Jump: l’Âge d’or du manga

La collection Kuropop, c’est un peu le fourre-tout des éditions Kurokawa. On y trouve des artbooks, des light novels, un manuel de rangement de Marie Kondo illustré, et, depuis juillet dernier, un essai-témoignage de Hiroki Gotô sur le célèbre Weekly Shônen Jump de la Shûeisha. Et ne me demandez pas pourquoi, sur le site de l’éditeur, le livre est classé parmi les seinen, je n’en ai absolument aucune idée (ce n’est pas non plus comme si ça avait une importance capitale).

Qui est Hiroki Gotô? L’un des anciens rédac’ chef de l’hebdo, rien moins. Entré dans le Jump en 1970  (soit moins de deux ans après sa création), il accéda aux fonctions suprêmes en mars 1986, soit en plein « âge d’or » du magazine, pour les quitter en 1993, laissant les rênes à Nobuhiko Horie. S’il est donc un témoin privilégié, c’est donc surtout parce qu’il en a été un acteur majeur.

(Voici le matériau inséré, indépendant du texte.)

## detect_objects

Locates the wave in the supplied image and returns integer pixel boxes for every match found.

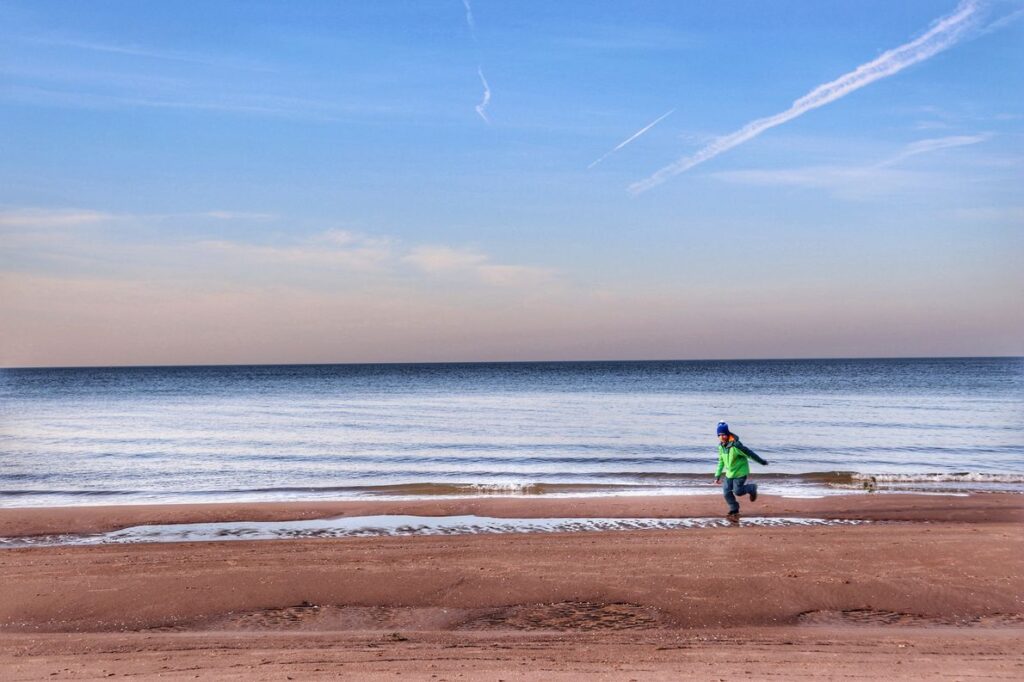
[853,471,1024,483]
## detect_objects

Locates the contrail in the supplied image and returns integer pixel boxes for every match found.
[587,109,676,170]
[629,0,978,196]
[476,67,490,123]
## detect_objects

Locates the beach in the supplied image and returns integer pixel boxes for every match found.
[0,494,1024,680]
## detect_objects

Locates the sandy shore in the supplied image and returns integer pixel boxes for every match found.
[0,495,1024,680]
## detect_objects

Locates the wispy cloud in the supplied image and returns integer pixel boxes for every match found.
[462,0,476,40]
[402,246,554,287]
[0,209,116,227]
[199,211,278,220]
[878,133,991,166]
[198,230,393,272]
[25,37,268,71]
[713,134,991,199]
[629,0,980,195]
[476,68,490,123]
[587,109,676,170]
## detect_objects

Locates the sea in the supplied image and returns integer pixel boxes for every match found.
[0,357,1024,507]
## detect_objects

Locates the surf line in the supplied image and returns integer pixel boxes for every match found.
[0,515,871,549]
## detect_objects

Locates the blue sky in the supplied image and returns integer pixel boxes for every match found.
[0,0,1024,366]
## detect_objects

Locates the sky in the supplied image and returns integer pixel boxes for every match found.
[0,0,1024,367]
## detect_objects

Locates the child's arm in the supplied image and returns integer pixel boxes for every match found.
[735,440,768,466]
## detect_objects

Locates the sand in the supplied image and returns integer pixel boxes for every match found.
[0,494,1024,680]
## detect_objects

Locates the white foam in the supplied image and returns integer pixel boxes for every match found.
[0,515,868,548]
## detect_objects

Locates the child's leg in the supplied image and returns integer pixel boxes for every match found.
[722,478,739,514]
[730,476,751,498]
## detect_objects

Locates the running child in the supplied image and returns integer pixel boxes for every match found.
[715,422,768,520]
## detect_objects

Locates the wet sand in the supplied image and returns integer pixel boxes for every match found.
[0,494,1024,680]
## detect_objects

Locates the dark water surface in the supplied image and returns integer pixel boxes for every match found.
[0,358,1024,507]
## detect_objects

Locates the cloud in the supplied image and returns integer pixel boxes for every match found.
[199,211,278,220]
[878,134,991,166]
[462,0,476,40]
[197,230,393,272]
[712,134,991,199]
[587,109,676,170]
[629,0,979,195]
[476,67,490,123]
[402,246,554,287]
[26,37,266,71]
[0,209,117,227]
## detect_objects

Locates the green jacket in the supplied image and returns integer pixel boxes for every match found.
[715,434,768,478]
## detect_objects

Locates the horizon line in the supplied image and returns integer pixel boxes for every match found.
[0,355,1024,372]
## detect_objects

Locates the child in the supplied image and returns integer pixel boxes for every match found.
[715,422,768,520]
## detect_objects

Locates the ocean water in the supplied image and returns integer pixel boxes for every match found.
[0,358,1024,507]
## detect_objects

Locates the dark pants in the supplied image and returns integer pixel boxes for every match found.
[722,476,755,514]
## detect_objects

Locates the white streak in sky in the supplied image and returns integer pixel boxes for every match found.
[587,109,676,170]
[476,68,490,123]
[629,0,979,195]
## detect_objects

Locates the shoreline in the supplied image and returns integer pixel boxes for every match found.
[0,492,1024,538]
[0,493,1024,680]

Cependant, il ne s’agit pas, à proprement parler, de mémoires, pas plus qu’il ne s’agit d’une analyse historienne de l’évolution éditoriale du Jump sur la période 1970-1993. Ce serait plutôt une sorte de constat rétrospectif sur le contenu dudit magazine, agrémenté d’anecdotes et de données factuelles sur le fonctionnement en coulisse. Hiroki Gotô dresse avant tout le portrait d’un périodique en plein essor en tentant de trouver une explication à son succès. Une explication autre qu’économique, s’entend.

Et cette explication, elle est toute trouvée: les choix éditoriaux de la rédaction et des titres en phase avec le public de l’hebdomadaire. Après avoir décrit les conditions du lancement et du démarrage du magazine, Hiroki Gotô dépeint donc le contenu du Jump sur quatre périodes. À savoir, selon ses propres termes, l’époque de la naissance (1968-1970), la période de l’envol (1971-1977), l’âge de la conquête victorieuse (1978-1984) et l’âge d’or (1985-1994). Un découpage chronologique qui repose en réalité sur le tirage: chaque « passage » d’une époque à une autre est en effet marqué par le franchissement d’un palier, qui se chiffre en millions d’exemplaires.

Ainsi a-t-on pour chacune de ces époques un aperçu du contenu du magazine, agrémenté de diverses réflexions de l’auteur. À partir de là, l’ouvrage prend un peu la forme d’un catalogue descriptif des titres phares du Jump, ce qui est aussi intéressant que problématique. Problématique parce que c’est, pour beaucoup, de la paraphrase de mangas. Or, même si personnellement je m’en fous royalement, il existe des gens allergiques aux spoilers et l’ouvrage en est juste blindé.

C’est ici cependant très justifiable, car il est extrêmement difficile de décrire l’intérêt d’une œuvre sans l’appréhender dans sa totalité, d’autant que tout le monde n’a pas lu les titres en question (un certain nombre sont d’ailleurs indisponibles en français). De toute façon, la liste des titres évoqués figure en début de chaque chapitre, ce qui permet fort heureusement au lecteur anti-spoiler de zapper les passages concernant des mangas qu’il aurait l’intention de lire plus tard.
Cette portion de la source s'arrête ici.